Founded by the puritans, the feeling of the avenging had

never left the people. After all of the "Great Awakenings"

and religious revivals the people of New England began to

question the old ways. What used to be the focal point of all

lives was now under speculation and often doubted. People

began to search for new meanings in life. People like

Emerson and Thoreau believed that answers lie in the

individual. Emerson set the tone for the era when he said,

"Whoso would be a [hu]man, must be a non-conformist."

Emily Dickinson believed and practiced this philosophy.

When she was young she was brought up by a stern and

austere father. In her childhood she was shy and already

different from the others.
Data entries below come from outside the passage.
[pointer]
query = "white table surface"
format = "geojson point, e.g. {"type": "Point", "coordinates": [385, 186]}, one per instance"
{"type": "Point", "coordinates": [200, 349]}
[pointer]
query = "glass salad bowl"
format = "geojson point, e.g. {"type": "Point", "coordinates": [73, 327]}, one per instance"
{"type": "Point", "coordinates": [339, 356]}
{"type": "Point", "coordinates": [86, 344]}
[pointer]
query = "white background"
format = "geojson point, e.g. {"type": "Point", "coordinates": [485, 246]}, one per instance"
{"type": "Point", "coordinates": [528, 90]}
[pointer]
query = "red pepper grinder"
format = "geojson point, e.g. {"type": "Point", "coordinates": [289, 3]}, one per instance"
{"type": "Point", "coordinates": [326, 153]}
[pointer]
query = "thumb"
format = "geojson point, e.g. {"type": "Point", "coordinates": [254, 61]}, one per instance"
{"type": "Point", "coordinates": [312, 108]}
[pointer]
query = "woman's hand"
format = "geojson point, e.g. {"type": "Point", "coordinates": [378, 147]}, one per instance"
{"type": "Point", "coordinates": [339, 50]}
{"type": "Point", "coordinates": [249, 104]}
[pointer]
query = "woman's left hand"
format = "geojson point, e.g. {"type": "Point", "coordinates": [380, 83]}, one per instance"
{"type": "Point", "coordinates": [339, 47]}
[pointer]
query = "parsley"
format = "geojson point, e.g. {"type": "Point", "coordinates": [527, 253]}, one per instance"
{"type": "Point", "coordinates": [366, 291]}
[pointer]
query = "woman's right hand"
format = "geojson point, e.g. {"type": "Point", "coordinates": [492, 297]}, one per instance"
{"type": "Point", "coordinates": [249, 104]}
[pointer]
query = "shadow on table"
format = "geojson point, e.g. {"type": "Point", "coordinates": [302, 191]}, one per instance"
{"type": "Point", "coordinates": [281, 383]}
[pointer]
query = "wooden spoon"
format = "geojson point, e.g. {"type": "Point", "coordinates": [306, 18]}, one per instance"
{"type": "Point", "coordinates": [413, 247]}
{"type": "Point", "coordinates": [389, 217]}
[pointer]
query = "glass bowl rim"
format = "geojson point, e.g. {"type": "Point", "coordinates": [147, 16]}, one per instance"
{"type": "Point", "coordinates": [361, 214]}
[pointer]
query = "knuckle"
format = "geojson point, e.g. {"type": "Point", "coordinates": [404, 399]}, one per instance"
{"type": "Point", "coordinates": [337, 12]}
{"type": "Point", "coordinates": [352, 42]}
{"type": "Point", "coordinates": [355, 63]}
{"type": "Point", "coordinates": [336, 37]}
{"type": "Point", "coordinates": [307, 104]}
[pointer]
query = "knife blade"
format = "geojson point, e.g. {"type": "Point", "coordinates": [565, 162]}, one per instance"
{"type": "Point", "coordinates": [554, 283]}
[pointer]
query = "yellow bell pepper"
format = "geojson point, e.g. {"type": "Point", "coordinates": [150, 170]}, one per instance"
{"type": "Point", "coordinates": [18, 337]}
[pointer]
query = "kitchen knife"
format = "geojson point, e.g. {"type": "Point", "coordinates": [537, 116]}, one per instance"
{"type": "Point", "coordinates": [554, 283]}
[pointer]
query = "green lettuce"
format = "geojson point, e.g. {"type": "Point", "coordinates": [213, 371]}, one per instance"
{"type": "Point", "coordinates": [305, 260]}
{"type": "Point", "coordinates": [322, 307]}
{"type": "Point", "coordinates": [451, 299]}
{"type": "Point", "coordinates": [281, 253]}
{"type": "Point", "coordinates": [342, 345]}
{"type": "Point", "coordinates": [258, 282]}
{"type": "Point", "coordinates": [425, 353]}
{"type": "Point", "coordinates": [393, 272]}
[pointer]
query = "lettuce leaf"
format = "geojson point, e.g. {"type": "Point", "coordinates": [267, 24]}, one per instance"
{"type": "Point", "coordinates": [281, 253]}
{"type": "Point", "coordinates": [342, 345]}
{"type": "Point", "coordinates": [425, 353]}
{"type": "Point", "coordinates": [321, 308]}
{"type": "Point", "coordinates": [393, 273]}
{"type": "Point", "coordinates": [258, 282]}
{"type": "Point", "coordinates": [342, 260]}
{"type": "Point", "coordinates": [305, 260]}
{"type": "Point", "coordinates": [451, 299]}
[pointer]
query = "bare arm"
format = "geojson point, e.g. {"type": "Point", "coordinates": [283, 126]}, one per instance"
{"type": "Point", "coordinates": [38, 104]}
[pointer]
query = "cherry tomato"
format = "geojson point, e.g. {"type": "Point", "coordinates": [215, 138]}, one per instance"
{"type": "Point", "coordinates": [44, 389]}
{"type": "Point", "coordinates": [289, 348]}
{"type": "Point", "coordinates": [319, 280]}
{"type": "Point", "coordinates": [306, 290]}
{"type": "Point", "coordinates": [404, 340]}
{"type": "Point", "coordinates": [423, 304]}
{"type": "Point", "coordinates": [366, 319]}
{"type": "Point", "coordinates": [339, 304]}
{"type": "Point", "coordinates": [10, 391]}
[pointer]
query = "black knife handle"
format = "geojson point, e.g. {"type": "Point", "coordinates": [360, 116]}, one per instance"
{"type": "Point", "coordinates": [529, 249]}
Like all the Dickinson children,

male or female, Emily was sent for formal education in

Amherst Academy. After attending Amherst Academy with

conscientious thinkers such as Helen Hunt Jackson, and

after reading many of Emerson's essays, she began to

develop into a free willed person. Many of her friends had

converted to Christianity, her family was also putting

enormous amount of pressure for her to convert. No longer

the submissive youngster she would not bend her will on

such issues as religion, literature and personal associations.

She maintained a correspondence with Rev. Charles

Wadsworth over a substantial period of time. Even though

she rejected the Church as a entity she never did reject or

accept God. Wadsworth appealed to her because he had an

incredibly powerful mind and deep emotions. When he left

the East in 1861 Emily was scarred and expressed her deep

sorrow in three successive poems in the following years.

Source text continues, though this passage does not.